Nexstar's restructuring its waiver plans means public interest waivers based on minority ownership won’t likely be viewed as a way to continue owning sidecar stations after the JSA rules take effect, said a broadcast attorney. Commissioner Mignon Clyburn’s emphasis on the availability of public interest waivers and recent statements by Chairman Tom Wheeler had suggested that deals involving JSAs and minority owners would be likely to receive waivers, but Nexstar/Marshall suggests otherwise, said the attorney. There’s an industry perception that no broadcast transaction can be approved without Wheeler’s nod, said the lawyer.

The rearrangement of the deal shows the FCC is “doing their due diligence,” said Free Press Policy Counsel Lauren Wilson. Free Press has opposed previous deals involving JSAs, but did not oppose the Nexstar deal. Diversity concerns shouldn’t be addressed by allowing companies to break the law, and such waivers should be granted only when the arrangement provides a path to ownership, Wilson said.
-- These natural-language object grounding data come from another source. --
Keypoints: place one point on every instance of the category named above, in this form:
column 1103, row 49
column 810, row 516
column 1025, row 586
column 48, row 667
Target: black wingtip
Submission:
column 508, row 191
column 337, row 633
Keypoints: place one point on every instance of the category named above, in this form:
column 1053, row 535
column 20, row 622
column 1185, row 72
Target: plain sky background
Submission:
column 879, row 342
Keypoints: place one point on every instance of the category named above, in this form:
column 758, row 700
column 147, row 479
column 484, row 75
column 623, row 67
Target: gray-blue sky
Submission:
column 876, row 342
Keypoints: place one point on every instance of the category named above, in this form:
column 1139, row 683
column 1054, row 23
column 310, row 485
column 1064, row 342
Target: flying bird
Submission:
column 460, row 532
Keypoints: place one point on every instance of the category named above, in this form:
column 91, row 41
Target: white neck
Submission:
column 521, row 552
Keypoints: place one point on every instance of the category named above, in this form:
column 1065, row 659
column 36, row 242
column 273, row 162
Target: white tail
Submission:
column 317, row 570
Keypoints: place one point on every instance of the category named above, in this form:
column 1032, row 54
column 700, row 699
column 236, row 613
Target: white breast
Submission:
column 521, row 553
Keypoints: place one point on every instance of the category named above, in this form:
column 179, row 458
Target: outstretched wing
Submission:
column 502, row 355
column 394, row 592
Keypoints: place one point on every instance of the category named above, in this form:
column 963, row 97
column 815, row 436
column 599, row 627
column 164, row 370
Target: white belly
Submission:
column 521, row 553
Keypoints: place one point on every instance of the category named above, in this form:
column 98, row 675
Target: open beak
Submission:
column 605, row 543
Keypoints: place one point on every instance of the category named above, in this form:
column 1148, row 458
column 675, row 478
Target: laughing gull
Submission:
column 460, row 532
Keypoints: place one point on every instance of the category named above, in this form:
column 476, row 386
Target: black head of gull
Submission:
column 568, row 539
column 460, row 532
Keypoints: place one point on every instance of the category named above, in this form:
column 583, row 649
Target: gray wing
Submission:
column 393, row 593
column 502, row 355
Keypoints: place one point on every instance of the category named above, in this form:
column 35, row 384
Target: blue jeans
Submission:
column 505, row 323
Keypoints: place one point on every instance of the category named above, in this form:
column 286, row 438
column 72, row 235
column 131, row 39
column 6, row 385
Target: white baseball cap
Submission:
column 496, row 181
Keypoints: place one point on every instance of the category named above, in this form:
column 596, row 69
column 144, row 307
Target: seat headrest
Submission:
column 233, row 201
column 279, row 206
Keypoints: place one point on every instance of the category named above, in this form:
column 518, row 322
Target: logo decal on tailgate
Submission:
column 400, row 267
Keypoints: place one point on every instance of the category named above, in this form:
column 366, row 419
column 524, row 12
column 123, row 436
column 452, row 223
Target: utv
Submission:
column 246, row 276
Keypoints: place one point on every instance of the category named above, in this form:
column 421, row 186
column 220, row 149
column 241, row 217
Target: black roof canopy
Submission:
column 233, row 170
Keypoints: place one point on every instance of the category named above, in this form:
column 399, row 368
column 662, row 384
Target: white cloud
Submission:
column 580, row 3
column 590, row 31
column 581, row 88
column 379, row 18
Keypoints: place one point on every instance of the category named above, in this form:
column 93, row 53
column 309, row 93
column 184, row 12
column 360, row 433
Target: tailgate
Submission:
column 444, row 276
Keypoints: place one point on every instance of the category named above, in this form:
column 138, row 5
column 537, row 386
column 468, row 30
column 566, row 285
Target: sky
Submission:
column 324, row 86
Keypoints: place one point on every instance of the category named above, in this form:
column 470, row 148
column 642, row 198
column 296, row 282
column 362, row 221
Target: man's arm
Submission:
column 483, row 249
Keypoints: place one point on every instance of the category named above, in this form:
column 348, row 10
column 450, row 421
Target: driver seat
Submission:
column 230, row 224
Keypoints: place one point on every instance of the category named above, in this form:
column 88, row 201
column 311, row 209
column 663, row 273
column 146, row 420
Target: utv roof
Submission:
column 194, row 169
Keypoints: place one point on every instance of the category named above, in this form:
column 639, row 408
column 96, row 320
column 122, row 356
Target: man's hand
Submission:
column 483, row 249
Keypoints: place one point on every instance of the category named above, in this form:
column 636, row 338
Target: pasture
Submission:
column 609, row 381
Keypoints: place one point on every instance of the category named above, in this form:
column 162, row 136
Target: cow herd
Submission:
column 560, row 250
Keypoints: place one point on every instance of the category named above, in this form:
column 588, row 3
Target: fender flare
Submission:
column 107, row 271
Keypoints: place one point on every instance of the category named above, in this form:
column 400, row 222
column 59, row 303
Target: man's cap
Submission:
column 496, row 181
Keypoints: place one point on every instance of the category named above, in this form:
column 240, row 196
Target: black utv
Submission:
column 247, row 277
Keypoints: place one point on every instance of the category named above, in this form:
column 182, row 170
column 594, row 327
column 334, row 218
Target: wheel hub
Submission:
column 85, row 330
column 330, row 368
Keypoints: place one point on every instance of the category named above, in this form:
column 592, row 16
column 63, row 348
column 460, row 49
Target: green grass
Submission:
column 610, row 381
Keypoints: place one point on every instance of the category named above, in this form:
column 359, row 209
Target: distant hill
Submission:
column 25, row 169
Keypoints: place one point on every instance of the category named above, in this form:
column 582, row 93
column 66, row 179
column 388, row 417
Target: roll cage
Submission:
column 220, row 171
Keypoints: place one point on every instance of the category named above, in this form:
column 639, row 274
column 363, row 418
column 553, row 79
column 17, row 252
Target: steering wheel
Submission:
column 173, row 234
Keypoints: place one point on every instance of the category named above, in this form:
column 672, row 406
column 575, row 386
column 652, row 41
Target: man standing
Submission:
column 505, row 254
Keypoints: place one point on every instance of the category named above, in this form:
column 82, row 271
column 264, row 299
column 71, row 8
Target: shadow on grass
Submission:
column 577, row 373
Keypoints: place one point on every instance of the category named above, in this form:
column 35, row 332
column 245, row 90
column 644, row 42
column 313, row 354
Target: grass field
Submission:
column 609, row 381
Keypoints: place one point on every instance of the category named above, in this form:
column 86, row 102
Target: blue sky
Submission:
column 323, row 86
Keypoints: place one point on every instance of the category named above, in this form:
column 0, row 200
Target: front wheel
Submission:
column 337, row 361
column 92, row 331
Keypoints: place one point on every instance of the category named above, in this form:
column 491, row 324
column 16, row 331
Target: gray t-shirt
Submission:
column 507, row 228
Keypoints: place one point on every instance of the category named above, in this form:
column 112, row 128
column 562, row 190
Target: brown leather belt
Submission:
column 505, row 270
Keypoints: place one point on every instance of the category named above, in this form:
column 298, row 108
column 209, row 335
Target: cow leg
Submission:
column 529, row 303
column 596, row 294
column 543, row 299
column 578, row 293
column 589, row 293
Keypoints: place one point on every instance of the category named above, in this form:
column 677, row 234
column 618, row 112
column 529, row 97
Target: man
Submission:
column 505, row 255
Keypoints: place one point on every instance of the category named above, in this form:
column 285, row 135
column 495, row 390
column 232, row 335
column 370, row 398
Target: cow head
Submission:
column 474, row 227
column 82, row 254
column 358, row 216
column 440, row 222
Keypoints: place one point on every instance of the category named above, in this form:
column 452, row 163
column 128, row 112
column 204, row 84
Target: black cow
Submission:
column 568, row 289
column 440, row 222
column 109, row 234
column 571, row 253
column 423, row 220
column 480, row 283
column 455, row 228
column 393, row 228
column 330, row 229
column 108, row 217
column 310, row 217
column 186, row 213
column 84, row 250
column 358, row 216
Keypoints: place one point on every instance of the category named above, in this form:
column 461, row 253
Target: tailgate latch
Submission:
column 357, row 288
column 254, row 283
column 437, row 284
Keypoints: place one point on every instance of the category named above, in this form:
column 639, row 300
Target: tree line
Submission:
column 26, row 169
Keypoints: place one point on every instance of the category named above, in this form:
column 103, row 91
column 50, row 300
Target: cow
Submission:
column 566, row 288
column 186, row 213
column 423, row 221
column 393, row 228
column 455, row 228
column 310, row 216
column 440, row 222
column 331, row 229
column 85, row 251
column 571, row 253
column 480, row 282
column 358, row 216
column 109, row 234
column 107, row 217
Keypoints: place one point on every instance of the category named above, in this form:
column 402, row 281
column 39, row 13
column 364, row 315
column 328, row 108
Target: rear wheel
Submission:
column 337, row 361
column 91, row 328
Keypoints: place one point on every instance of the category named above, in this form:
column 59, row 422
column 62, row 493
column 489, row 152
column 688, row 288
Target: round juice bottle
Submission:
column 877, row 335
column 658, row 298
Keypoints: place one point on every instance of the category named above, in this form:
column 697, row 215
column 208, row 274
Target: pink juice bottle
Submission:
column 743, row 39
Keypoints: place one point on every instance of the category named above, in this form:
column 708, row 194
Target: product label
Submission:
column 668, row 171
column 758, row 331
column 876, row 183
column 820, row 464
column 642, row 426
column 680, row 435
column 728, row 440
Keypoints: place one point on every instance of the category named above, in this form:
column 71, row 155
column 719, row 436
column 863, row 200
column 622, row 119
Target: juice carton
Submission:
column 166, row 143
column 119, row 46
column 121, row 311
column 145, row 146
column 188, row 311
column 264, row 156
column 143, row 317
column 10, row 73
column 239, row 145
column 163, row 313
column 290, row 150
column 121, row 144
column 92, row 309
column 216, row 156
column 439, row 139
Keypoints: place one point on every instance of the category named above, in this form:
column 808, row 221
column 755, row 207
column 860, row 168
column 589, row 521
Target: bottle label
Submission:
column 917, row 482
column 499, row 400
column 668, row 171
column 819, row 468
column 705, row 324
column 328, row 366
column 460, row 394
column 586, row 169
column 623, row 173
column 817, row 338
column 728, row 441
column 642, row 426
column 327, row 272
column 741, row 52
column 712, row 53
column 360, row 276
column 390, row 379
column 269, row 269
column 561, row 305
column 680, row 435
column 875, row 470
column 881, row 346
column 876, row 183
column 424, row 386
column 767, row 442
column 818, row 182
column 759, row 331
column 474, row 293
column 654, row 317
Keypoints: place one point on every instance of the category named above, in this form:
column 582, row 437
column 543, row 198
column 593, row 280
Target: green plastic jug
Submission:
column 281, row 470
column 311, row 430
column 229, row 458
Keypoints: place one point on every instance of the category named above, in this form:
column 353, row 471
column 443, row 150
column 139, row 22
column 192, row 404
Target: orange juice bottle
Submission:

Wells Fargo analyst Marci Ryvicker disagreed about what the deal portends. The deal’s approval is a “positive” that “ should remove some, if not all doubt of [Nexstar’s] strategy to transfer licenses to its minority-owned entity,” she emailed investors Monday. KLJB is one of only three stations Nexstar had planned to transfer to Marshall and run through JSAs, and she said the other transfers, involving stations from Communications Corp. of America, likely will be approved soon.